Run whisper-talk-llama again and now you can speak to the LLaMa on the Pi and it will respond in kind.
Since running with Bartowski's Llama-3.2-1B-Instruct-f16.gguf took just 2.7 gigabytes of RAM in total, I tried updating to Meta-Llama-3.1-8B-Instruct-Q6_K_L.gguf, described as "very high quality, near perfect, recommended". This ran in 6.9 gigabytes of RAM and the answers were improved (for instance, it knew about timezones when the previous one did not, though it still thought I could drive from London to New York) but it was a lot slower.
I wanted to try the ARM optimised version of the same thing, Meta-Llama-3.1-8B-Instruct-Q4_0_4_4.gguf, but that failed to load with the error "gguf_init_from_file_impl: tensor 'blk.0.attn_k.weight' of type 31 (TYPE_Q4_0_4_4 REMOVED, use Q4_0 with runtime repacking) has 4096 elements per row, not a multiple of block size (0)", a problem being discussed here I think.
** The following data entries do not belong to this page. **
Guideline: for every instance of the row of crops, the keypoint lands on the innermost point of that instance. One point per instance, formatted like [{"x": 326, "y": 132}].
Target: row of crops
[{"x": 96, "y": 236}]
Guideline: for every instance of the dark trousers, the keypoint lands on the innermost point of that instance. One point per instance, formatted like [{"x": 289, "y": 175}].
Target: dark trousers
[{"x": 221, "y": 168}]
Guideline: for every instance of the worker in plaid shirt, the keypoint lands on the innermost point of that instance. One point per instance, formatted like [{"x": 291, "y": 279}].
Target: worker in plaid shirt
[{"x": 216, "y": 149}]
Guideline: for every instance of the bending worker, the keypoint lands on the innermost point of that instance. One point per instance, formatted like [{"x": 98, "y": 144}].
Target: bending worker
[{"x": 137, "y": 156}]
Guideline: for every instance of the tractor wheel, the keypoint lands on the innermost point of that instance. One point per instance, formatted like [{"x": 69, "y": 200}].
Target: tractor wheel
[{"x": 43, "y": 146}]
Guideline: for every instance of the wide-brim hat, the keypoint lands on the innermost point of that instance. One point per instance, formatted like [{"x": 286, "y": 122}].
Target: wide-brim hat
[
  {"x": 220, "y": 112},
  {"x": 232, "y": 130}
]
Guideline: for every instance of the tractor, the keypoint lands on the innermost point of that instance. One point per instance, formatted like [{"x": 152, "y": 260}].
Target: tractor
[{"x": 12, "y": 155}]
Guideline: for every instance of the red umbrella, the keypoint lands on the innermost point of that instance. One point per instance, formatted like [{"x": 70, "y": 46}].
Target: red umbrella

I did however manage to run Bartowski's ARM-optimized version of DeepSeek-R1-Distill-Qwen-7B-IQ4_NL.gguf; that ran in just over 7 gigabytes of memory and was as responsive as Llama-3.2-1B-Instruct-f16.gguf, which was rather good. This one knew that the Atlantic ocean prevents a drive from London to New York, and knew that New York is 5 hours behind London but, when asked the current time in London or in New York (likely anywhere), it would always give the same answer: the time the program was executed.
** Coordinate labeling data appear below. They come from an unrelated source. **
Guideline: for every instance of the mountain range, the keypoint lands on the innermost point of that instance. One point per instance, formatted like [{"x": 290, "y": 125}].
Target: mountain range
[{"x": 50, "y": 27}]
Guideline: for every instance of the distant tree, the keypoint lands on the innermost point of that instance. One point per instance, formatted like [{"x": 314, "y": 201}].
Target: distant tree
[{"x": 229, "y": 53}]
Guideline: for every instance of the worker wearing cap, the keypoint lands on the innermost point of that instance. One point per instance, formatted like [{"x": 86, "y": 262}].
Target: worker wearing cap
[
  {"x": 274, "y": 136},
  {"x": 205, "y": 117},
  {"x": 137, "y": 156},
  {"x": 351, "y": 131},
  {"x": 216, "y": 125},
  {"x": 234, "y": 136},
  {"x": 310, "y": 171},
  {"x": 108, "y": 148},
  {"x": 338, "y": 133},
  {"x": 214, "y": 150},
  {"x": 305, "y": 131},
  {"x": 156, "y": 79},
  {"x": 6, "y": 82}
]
Given that I couldn't get far with other LLMs, I thought I'd try some different speech models to see what difference they might make to transcription accuracy. I downloaded the top-end one, ggml-large-v3-turbo-q8_0.bin, but it really didn't seem very turbo, taking more than 20 seconds to process any command. I went back to base and tried the non-quantized version ggml-base.bin, which was very slightly slower (2ish rather than 1.7ish seconds) and not significantly better. All of which made me try ggml-tiny.en-q8_0.bin, and that seemed pretty good actually, with a response time approaching a second. It is possible, of course, that the quality of the microphone, my position relative to it, etc. introduces more variation in quality than the speech model; the cost in latency with the larger models is what I'm tending to notice most.
After all of the above, I explored the existing command-line options of the talk-llama example and found that it already supports a "wake" command and can be told to emit a phrase when it has heard what has been said, compensating somewhat for the fact that the entire output has to land in a file before it is piped to the text-to-speech system. Here is a kind of no effort Cerberus implementation using all of that with the ARM-optimised DeepSeek distillation:
./build/bin/whisper-talk-llama -mw ./models/ggml-base.en-q8_0.bin -ac 768 -ml ./models/DeepSeek-R1-Distill-Qwen-7B-IQ4_NL.gguf -p "Rob" -bn "Cerberus" --heard-ok "Thinking..." --wake-command "Hey Cerberus" -t 8
Note: I tried using a session file but it didn't seem to work correctly, it would cause the model to start answering questions from the previous session spontaneously for no good reason.